Blog
adicciones familia cómo ayudar primera consulta

Cómo ayudar a un familiar con adicciones: primera conversación sin confrontación

Qué decir, qué evitar y cuándo pedir ayuda profesional si un familiar tiene señales de adicción o consumo problemático.

E

Equipo RECONOCERSE

Equipo interdisciplinario ·

8 de marzo de 2023

Dos personas sentadas frente a frente, en una conversación íntima y tranquila

Dos personas. Una mesa. Mucho silencio por romper.


Hay conversaciones que postergamos durante meses, a veces años. Las ensayamos en la ducha, en el auto, en esos minutos antes de dormir cuando la mente no para. Las postergamos porque sabemos que van a doler. Porque no queremos equivocarnos. Porque amamos a esa persona y el amor, muchas veces, nos paraliza.

Esta es una de esas conversaciones.

Si estás leyendo esto, probablemente ya llevás un tiempo preocupado por alguien. Un hijo, una pareja, un hermano, un amigo cercano. Lo viste cambiar. Notaste cosas que no podés ignorar. Y ahora estás acá, buscando cómo hablar sin que todo explote.

Eso ya dice mucho de vos.


Por qué esta conversación importa tanto

Existe una idea muy extendida de que las personas con consumos problemáticos “tienen que tocar fondo” para pedir ayuda. Que nadie puede hacer nada hasta que ellas mismas lo decidan. Que lo mejor es no meterse.

Esa idea tiene partes de verdad y partes que hacen mucho daño.

La investigación clínica muestra, de forma consistente, que las personas que reciben apoyo de su entorno cercano tienen más probabilidades de iniciar un tratamiento y de sostenerlo en el tiempo. El entorno no decide por nadie. Pero el entorno importa, y mucho.

Una conversación honesta, respetuosa y preparada puede ser el primer eslabón de un proceso de cambio. No siempre. No de inmediato. Pero puede serlo.


Antes de hablar: lo que necesitás entender

El consumo problemático no es una decisión moral

Este es el punto de partida. Antes de sentarte a hablar, tiene que estar claro adentro tuyo.

Cuando alguien desarrolla un consumo problemático, no está eligiendo hacerle daño a su familia. No está siendo débil. No está fallando. La adicción es reconocida por la Organización Mundial de la Salud como una enfermedad crónica, con base neurobiológica, que afecta los circuitos de recompensa, motivación y control de impulsos del cerebro.

Esto no exime a nadie de responsabilidades. Pero cambia radicalmente el punto de partida de la conversación. La diferencia entre hablar desde el juicio y hablar desde la comprensión es la diferencia entre una puerta que se cierra y una que se abre.

Entender qué está pasando realmente

Antes de hablar, conviene que tengas cierta claridad sobre lo que estás observando. Hacete estas preguntas:

  • ¿Qué cambios concretos notaste en su comportamiento, en su rutina, en sus vínculos?
  • ¿Desde cuándo?
  • ¿Hay momentos del día o situaciones donde el consumo es más evidente?
  • ¿Intentó reducir o parar alguna vez? ¿Qué pasó?
  • ¿Qué impacto tiene esto en su vida laboral, familiar, social?

No para hacer un diagnóstico — eso es tarea de profesionales. Sino para poder hablar con ejemplos concretos en lugar de generalizaciones. “Me preocupa que llegaste tarde al trabajo tres veces esta semana y cuando te pregunté me respondiste mal” es muy distinto a “siempre estás así”.

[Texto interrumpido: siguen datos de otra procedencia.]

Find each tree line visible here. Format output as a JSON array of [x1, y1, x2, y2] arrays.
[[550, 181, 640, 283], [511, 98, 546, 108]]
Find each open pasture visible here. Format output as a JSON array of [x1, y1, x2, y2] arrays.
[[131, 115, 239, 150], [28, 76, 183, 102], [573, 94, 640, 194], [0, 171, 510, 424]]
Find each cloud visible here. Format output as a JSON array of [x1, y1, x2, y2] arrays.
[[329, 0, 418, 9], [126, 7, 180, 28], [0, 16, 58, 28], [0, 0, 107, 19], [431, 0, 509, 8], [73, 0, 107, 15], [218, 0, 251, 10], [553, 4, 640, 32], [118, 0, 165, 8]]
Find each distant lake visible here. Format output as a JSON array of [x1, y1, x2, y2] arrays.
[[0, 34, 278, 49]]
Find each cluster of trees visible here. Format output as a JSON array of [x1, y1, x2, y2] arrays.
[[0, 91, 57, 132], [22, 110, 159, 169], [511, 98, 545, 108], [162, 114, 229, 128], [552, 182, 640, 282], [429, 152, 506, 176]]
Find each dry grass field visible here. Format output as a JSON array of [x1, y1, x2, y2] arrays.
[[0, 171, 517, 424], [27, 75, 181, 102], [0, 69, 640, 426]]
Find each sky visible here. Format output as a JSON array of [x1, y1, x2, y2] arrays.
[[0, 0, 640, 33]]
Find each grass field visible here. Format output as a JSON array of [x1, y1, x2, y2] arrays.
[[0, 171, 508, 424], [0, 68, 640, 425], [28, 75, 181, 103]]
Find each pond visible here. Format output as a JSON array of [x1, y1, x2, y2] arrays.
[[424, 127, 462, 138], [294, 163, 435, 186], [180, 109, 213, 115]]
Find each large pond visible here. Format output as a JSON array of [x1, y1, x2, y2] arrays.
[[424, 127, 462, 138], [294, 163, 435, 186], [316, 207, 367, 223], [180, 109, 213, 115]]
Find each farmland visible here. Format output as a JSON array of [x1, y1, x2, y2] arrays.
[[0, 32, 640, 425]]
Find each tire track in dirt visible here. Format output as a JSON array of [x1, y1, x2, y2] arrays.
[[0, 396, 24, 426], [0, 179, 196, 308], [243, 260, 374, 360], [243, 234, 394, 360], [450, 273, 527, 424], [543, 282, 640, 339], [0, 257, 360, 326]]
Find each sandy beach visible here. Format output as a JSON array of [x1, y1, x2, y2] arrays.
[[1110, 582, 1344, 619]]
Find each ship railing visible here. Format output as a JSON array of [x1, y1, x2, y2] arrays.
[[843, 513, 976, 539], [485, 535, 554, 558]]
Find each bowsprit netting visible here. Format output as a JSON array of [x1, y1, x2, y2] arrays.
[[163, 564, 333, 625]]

Preparate para una respuesta difícil

La persona puede negar. Puede enojarse. Puede minimizar. Puede llorar. Puede decirte que exagerás, que no sabés de qué hablás, que la estás atacando.

Todo eso es esperable. No significa que la conversación fracasó. Significa que está pasando algo importante.

Prepararte para esa respuesta no es anticipar el peor escenario: es evitar que una reacción difícil te tome por sorpresa y te lleve a decir cosas que no querés decir.


Cómo preparar la conversación

Elegí el momento y el lugar

El momento importa más de lo que parece.

  • No cuando acaba de consumir. No hay conversación posible en ese estado.
  • No en medio de una pelea. La adrenalina del conflicto es el peor contexto para algo que requiere escucha.
  • No con otras personas presentes, a menos que sea un espacio de contención profesional. La audiencia genera vergüenza y vergüenza genera defensa.
  • Sí en un momento de calma relativa. Un día tranquilo. Un momento donde ninguno esté apurado.
  • Un lugar privado y cómodo. El living de casa, una plaza, un café tranquilo. Ningún lugar donde puedan sentirse expuestos.

Definí qué querés decir (y qué no)

No se trata de tener un discurso preparado. Se trata de tener claro tu intención y tus límites.

Tu intención es expresar preocupación desde el amor, no hacer un juicio ni dar un ultimátum. Escribí, si te ayuda, tres o cuatro cosas concretas que querés decir. No un listado de todo lo que te molesta. Tres cosas. Lo esencial.


La conversación en sí

Empezá por el vínculo, no por el problema

El error más común es arrancar directamente con “necesito hablar sobre tu consumo”. Eso pone a la otra persona en modo defensa desde el primer segundo.

En cambio, empezá por el vínculo. Por lo que los une. Por el amor que está detrás de esa conversación.

“Quiero hablar con vos porque te quiero y estoy preocupado. No como crítica. Sino porque me importás y hay cosas que estoy viendo que me generan miedo.”

Ese “me importás” no es un recurso retórico. Es la verdad que tiene que estar presente en toda la conversación.

Usá el “yo” en lugar del “vos”

Esta es quizás la técnica más concreta y más poderosa de toda esta guía.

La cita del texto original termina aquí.